This we do at a maximum of twice a week (more than that will probably pose a too big of a metabolic stress for the body), and we often block these periods as well (most commonly 6-8 weeks block of this in the lead up to the season and sometimes again in the build up towards a grand tour), and this is where the riders gain the biggest aerobic efficiency during in the training.
During race season and as we are getting closer to the season the training intensity is ramped up and then carbs are needed in order to fuel for the sessions and recover from the workouts.
- Many age groupers do too much of low carb training, in order for this regim to work it needs to be done carefully and on the right time and quantity.
- Another mistake I see amateur athletes do is to take rest days when they actually do not need it (as a part of the weekly routine), and over the course of a season this can build up to almost 20 or 30 days of resting, which is basically unnecessary.

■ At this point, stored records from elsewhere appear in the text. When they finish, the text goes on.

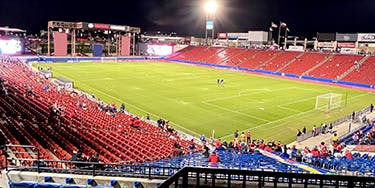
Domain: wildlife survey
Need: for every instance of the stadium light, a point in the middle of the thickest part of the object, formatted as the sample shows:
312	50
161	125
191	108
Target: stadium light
211	6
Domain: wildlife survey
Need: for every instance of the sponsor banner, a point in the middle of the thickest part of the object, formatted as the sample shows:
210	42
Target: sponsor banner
222	35
241	36
258	36
366	37
101	26
326	36
210	25
326	44
352	37
348	51
296	48
117	27
346	44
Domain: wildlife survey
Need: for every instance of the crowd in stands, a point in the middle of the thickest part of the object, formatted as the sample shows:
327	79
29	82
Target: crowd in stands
319	156
67	121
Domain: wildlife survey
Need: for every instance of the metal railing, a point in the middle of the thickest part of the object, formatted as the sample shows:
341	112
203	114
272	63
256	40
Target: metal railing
13	163
211	177
334	123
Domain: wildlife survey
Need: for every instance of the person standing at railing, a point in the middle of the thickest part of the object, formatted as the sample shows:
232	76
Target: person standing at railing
214	158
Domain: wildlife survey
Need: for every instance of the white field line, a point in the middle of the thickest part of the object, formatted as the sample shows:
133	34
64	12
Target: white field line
246	90
290	109
288	117
140	109
236	112
254	93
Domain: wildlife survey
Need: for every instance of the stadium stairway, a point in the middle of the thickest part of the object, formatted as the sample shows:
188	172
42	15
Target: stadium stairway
352	68
341	130
318	65
335	66
269	60
28	99
363	74
280	61
289	62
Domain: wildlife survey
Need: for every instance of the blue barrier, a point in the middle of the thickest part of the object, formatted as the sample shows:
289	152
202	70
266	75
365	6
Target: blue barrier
78	59
317	79
291	75
22	184
355	84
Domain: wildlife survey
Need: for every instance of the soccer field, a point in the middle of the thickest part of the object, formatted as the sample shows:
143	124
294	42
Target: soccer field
189	97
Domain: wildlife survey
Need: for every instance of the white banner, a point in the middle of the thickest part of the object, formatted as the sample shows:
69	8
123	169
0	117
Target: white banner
366	37
296	48
258	36
348	51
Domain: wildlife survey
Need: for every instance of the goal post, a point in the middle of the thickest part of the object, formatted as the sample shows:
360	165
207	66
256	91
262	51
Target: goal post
328	101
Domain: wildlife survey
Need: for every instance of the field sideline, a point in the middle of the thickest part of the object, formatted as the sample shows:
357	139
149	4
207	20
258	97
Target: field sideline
188	96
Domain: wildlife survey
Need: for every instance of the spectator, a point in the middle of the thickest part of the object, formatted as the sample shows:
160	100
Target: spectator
148	116
243	137
202	138
299	156
348	154
122	108
191	146
206	151
214	158
353	116
314	130
299	133
248	137
236	134
335	138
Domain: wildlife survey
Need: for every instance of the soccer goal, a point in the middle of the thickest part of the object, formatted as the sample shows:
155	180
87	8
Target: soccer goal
328	102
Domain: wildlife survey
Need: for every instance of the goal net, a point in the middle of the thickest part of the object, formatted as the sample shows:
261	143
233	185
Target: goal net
328	102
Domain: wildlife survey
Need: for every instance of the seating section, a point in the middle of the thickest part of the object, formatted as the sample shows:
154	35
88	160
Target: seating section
360	164
230	160
26	112
242	57
364	73
258	59
271	60
336	66
304	63
281	60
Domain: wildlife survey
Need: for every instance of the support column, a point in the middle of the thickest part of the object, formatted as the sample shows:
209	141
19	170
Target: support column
49	42
134	44
73	42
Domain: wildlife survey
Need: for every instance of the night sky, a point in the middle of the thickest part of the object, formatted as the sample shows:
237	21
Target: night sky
186	17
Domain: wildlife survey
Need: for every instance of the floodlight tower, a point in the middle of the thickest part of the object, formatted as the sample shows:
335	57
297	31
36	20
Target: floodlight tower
210	8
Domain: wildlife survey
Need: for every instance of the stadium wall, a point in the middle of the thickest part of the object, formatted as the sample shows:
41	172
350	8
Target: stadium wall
140	58
32	178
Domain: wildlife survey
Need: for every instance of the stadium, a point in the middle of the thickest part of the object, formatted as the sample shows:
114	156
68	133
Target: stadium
88	104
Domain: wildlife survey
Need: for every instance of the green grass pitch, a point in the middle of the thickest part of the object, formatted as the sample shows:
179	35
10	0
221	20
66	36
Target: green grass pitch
188	96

Current areas of particular interest
- As I have already mentioned, measuring core body temperature during training and setting up a heat training protocol to make heat training more effectively is definitely one of the most interesting areas at the moment that I am currently exploring.
Rapid fire questions
- What is your favorite book, blog or resource related to endurance sport? I mostly read scientific journals as much as I can and hence, I don’t really have any specific book tips.
- What is your favorite piece of gear or equipment? At the moment the core body thermometer.
- What is a personal habit that as helped you achieve success? Supporting the athletes and be happy about that they have chosen you as a coach.